Süleyman Salamon
Yaşlı bir adam,
Omuzları çökmüş iki koluna,
Kollar yüklenmiş ellere,
Eller dayanmış bastona,
Üstün enerji veren cihazlarla
Aralıksız çalışan adamlarına,
Bakıyordu ateş gibi bakışlarla...
...
Ak sakalları rüzgarla dalgalanıyordu,
İhtiyar bakışlar sertti, duruşu vakurdu,
Adı Süleyman'dı, Salamon'du...
Dünyayı çevirmişti bir yurdu,
Binlerce yıl geçecek,
Enerjinin adı cin,
Teknoloji güç olacak,
Aransın diye isimler şifrelenecek,
Bulanlar dünyayı hükmedecek,
Güç uğruna serler,
Hak uğruna iyiler,
Mücadele edecek,
İmtihan sırrı olarak,
Kıyamete kadar sürüp gidecek.....
İnsanların bir kısmına göre kral,
Gerçekte ise Peygamberdi,
Krallık kaderin gereğiydi,
Yaşlı adam bunun bilincindeydi.....
Ve Kutsal Mabed bitince,
Kurtlar A'sayı yiyince,
Büyük peygamber,
Son nefesi verince,
Cansız beden yere düşünce,
Koltuk altındaki nüshalar,
Yerlere saçılınca,
Başlangıç olur ta ki bu günlere,
Süregelen mücadelelere.....
Her devirde meşhur olan mevzuda,
Peygamberlere mucize verilir,
Mevzu ile alakası olan konuda,
Sihir ve büyü verilmiştir Süleyman'a da...

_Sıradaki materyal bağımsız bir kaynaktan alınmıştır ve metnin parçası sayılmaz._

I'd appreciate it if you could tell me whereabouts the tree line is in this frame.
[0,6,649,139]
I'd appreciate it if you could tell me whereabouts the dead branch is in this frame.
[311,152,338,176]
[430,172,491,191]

Nüshaları alır kötü vezir eline,
Bakar dikkatlice içindekilere,
İnkar eder kendi peygamberine,
Kral Salamon der ismine...
Büyü ve sihirler Süleyman'ın,
Mucize olarak verilmiştir emrine,
Hepsini yaktırmıştır son günlerinde,
Sadece imtinan gereği saklamıştır,
Bir kaç nüsha sinesinde.....
Dünya hakimiyeti sırrı bu sanmış vezir,
Kuşaktan kuşağa geçmiş bu sihir,
İblisten almış rabbi dedikleri emir,
Emirler dünyayı yönlendiren,
Para babalarına kadar gelir,
Kuruluşlar, kurumlar aracı edilir,
Süper güç denilen ülkeler bile,
Farkında olmadan köle edilir......
İyilerinde vardır bir Kutbu,
Sonrasında üçler,
Yediler, Kırklar gelir,
Emirler,
Alemlerin Rahmetindan gelir,
Ruhani alemde mücadele edilir,
Oyunlar bozulur, bilen bilir.....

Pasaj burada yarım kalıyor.